Rough estimate, for 30 day for a regular project is under 5GB per instance.

| Every Minute | Minutes in and Hour | Hours in a Day | 30 days | 588 Bytes per Row | Total Bytes | Total GB |
| --- | --- | --- | --- | --- | --- | --- |
| 200 | 60 | 24 | 30 | 588 | 4,819,840,000 bytes | 4.48 GB |

```

RecordID (int) - 4 bytes DatabaseName (varchar(128)) - 2 bytes per character (assuming non-Unicode), so at most 256 bytes. 

DatabaseId (smallint) - 2 bytes Filename (varchar(128)) - 256 bytes if you use the maximum length. 

TotalReadRequests (bigint) - 8 bytes 

TotalReads (bigint) - 8 bytes 

TotalWrites (bigint) - 8 bytes 

IOStall (bigint) - 8 bytes 

DateRecorded (datetime) - 8 bytes

So, the total is 4 + 256 + 2 + 256 + 8 + 8 + 8 + 8 + 8 = 558 bytes per row.

30 days for 200 files, the number of rows would be: 60 (minutes/hour) x 24 (hours/day) x 30 (days) x 200 (files) = 8,640,000 rows.

So the total size required for the IOStats table would be approximately 558 (bytes/row) x 8,640,000 (rows) = 4,819,840,000 bytes or approximately 4.48 GB.

```

# How to make sense of this data once it is collected

You can use the following query to view data collected.
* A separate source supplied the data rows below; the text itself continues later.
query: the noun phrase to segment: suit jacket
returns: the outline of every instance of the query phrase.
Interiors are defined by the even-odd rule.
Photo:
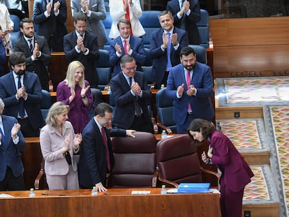
[[[14,144],[11,137],[11,129],[17,123],[13,117],[2,115],[3,126],[4,128],[6,147],[0,145],[0,181],[2,181],[6,174],[7,160],[10,159],[10,165],[14,177],[17,177],[24,171],[21,160],[21,152],[25,149],[26,143],[21,131],[17,133],[19,142]]]
[[[45,173],[49,175],[66,175],[68,173],[69,166],[67,163],[62,147],[64,147],[65,137],[71,135],[69,154],[71,156],[72,167],[77,170],[77,162],[74,160],[73,139],[75,137],[73,127],[71,122],[62,124],[62,135],[53,126],[45,125],[40,133],[40,144],[43,156]]]
[[[225,135],[214,131],[209,142],[213,149],[212,163],[222,172],[221,179],[231,190],[239,192],[254,176],[250,167]]]
[[[31,59],[33,52],[30,51],[29,46],[23,36],[15,43],[14,51],[20,51],[24,54],[26,70],[36,73],[38,75],[42,89],[48,90],[50,77],[47,67],[51,61],[50,50],[44,36],[34,35],[35,41],[37,41],[39,50],[41,52],[41,56],[35,61]]]
[[[175,50],[171,46],[170,61],[172,66],[175,66],[180,63],[179,52],[184,47],[188,46],[188,36],[186,32],[182,29],[174,27],[173,33],[177,33],[177,41],[179,46],[177,50]],[[151,33],[151,45],[149,52],[153,61],[153,67],[151,69],[151,80],[161,86],[161,82],[165,76],[165,71],[168,65],[167,50],[163,51],[161,45],[163,44],[163,29],[159,29]]]
[[[200,45],[201,40],[196,23],[200,20],[200,8],[198,0],[187,0],[190,2],[191,13],[188,16],[184,15],[185,29],[188,33],[190,45]],[[174,17],[174,25],[181,28],[182,19],[179,19],[177,13],[180,10],[179,0],[171,0],[168,2],[167,10],[170,11]]]
[[[147,84],[142,72],[135,72],[134,80],[142,91],[142,97],[138,97],[138,103],[142,110],[147,123],[151,123],[151,117],[147,110],[147,104],[151,98],[151,90]],[[110,80],[111,97],[115,100],[115,112],[112,125],[117,128],[128,129],[135,118],[135,96],[131,93],[126,77],[122,73],[117,74]]]
[[[44,12],[46,10],[47,1],[35,0],[33,6],[33,20],[38,24],[37,33],[45,37],[48,41],[50,36],[53,35],[55,40],[58,42],[58,49],[56,51],[63,51],[64,36],[67,34],[66,18],[67,6],[65,0],[54,1],[59,1],[59,14],[55,16],[53,8],[51,10],[50,16],[46,17]]]
[[[140,0],[133,0],[133,6],[128,6],[131,29],[133,36],[140,37],[145,34],[144,29],[138,20],[142,14],[142,8],[140,7]],[[121,18],[125,18],[126,12],[124,10],[124,2],[122,0],[110,0],[109,6],[110,14],[112,20],[109,37],[116,38],[119,36],[117,22]]]
[[[73,16],[77,13],[83,13],[80,2],[80,0],[71,0]],[[106,19],[103,0],[89,0],[89,9],[91,11],[91,14],[90,17],[87,17],[87,30],[97,35],[97,43],[100,47],[103,47],[108,42],[105,28],[102,22]]]
[[[126,136],[125,130],[105,128],[110,170],[114,165],[110,136]],[[103,142],[101,132],[94,119],[91,119],[82,131],[82,143],[78,161],[78,174],[80,186],[92,188],[98,182],[105,186],[107,172],[106,153],[108,150]]]
[[[185,84],[184,93],[182,97],[177,98],[177,89],[181,84]],[[174,100],[174,121],[178,124],[184,123],[188,112],[188,105],[190,103],[193,119],[204,119],[211,121],[214,115],[210,98],[214,93],[211,68],[205,64],[196,62],[191,84],[194,85],[197,89],[195,96],[189,96],[186,93],[188,89],[183,65],[180,63],[172,68],[168,77],[166,93],[169,98]]]
[[[85,55],[82,52],[78,53],[75,50],[77,39],[75,31],[64,36],[64,52],[68,63],[75,60],[80,61],[85,68],[84,75],[91,87],[97,88],[98,84],[98,74],[96,70],[96,60],[98,58],[99,52],[96,35],[85,31],[84,45],[89,52]]]
[[[122,54],[119,57],[116,54],[117,50],[114,48],[116,43],[121,47]],[[146,57],[142,39],[135,37],[133,36],[131,36],[129,43],[131,45],[131,49],[133,50],[131,56],[133,57],[136,61],[137,70],[142,71],[142,65],[144,62]],[[121,71],[121,69],[120,68],[120,59],[125,54],[123,42],[121,41],[121,38],[120,36],[118,36],[117,38],[112,40],[110,42],[110,63],[111,66],[114,66],[112,76],[117,75]]]
[[[17,118],[19,102],[15,97],[17,88],[13,73],[10,72],[0,77],[0,98],[5,103],[3,114]],[[43,119],[40,111],[41,86],[38,77],[34,73],[25,71],[23,84],[28,94],[27,100],[24,102],[24,109],[32,127],[38,130],[43,126]]]

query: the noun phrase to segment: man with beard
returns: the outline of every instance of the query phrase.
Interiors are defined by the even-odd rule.
[[[211,68],[197,61],[192,47],[183,47],[179,57],[181,63],[170,71],[166,93],[174,100],[173,118],[177,133],[187,133],[193,119],[212,121],[214,110],[210,98],[214,84]]]
[[[37,137],[43,125],[41,85],[36,73],[25,70],[25,61],[22,52],[10,55],[11,71],[0,77],[0,98],[5,103],[3,114],[17,119],[24,137]]]

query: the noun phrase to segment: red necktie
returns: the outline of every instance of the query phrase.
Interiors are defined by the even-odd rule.
[[[128,54],[128,50],[126,49],[126,40],[124,40],[124,54]]]
[[[110,171],[110,151],[108,150],[108,138],[106,137],[105,130],[104,127],[101,128],[101,135],[103,135],[103,142],[106,147],[106,165],[108,166],[108,170]]]
[[[190,85],[191,85],[190,70],[186,70],[186,87],[187,87],[188,90],[190,89]],[[190,103],[188,103],[188,112],[191,112],[192,111],[192,108],[191,107]]]
[[[122,1],[122,2],[124,2],[124,0]],[[129,22],[131,22],[131,17],[129,15],[129,6],[128,5],[128,6],[126,7],[126,15],[124,15],[124,17],[128,20]],[[133,36],[133,29],[131,27],[131,35]]]

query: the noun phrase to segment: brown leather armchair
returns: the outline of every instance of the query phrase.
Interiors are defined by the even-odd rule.
[[[134,135],[135,138],[112,139],[115,163],[108,179],[110,188],[151,188],[156,185],[156,138],[144,132]]]
[[[217,172],[201,167],[197,147],[186,134],[160,140],[156,154],[158,180],[168,186],[202,182],[202,172],[220,177]]]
Goal right now is to preserve the data and have some baseline to compare to once we are in Azure. 


In [None]:
WITH GroupedStats AS (
    SELECT 
        DatabaseName, 
        DateRecorded,
        SUM(TotalReadRequests) AS TotalReadRequests,
        SUM(TotalReads) AS TotalReads,
        SUM(TotalWrites) AS TotalWrites,
        SUM(IOStall) AS IOStall
    FROM 
        dbo.IOStats
    GROUP BY 
        DatabaseName, 
        DateRecorded
)

SELECT 
    DatabaseName, 
    DateRecorded,
    TotalReadRequests - LAG(TotalReadRequests, 1, 0) OVER (PARTITION BY DatabaseName ORDER BY DateRecorded) AS DeltaReadRequests,
    TotalReads - LAG(TotalReads, 1, 0) OVER (PARTITION BY DatabaseName ORDER BY DateRecorded) AS DeltaReads,
    TotalWrites - LAG(TotalWrites, 1, 0) OVER (PARTITION BY DatabaseName ORDER BY DateRecorded) AS DeltaWrites,
    IOStall - LAG(IOStall, 1, 0) OVER (PARTITION BY DatabaseName ORDER BY DateRecorded) AS DeltaIOStall,
    DATEDIFF(second, LAG(DateRecorded, 1) OVER (PARTITION BY DatabaseName ORDER BY DateRecorded), DateRecorded) AS SecondsDiff
FROM 
    GroupedStats
ORDER BY 
    DatabaseName, 
    DateRecorded

# End Goal - Cutover
It is expected as part of the final cutover from OnPrem to Azure, we will have to backup and migrate the database containing this table or this table on its own to Azure, from all relevant instances.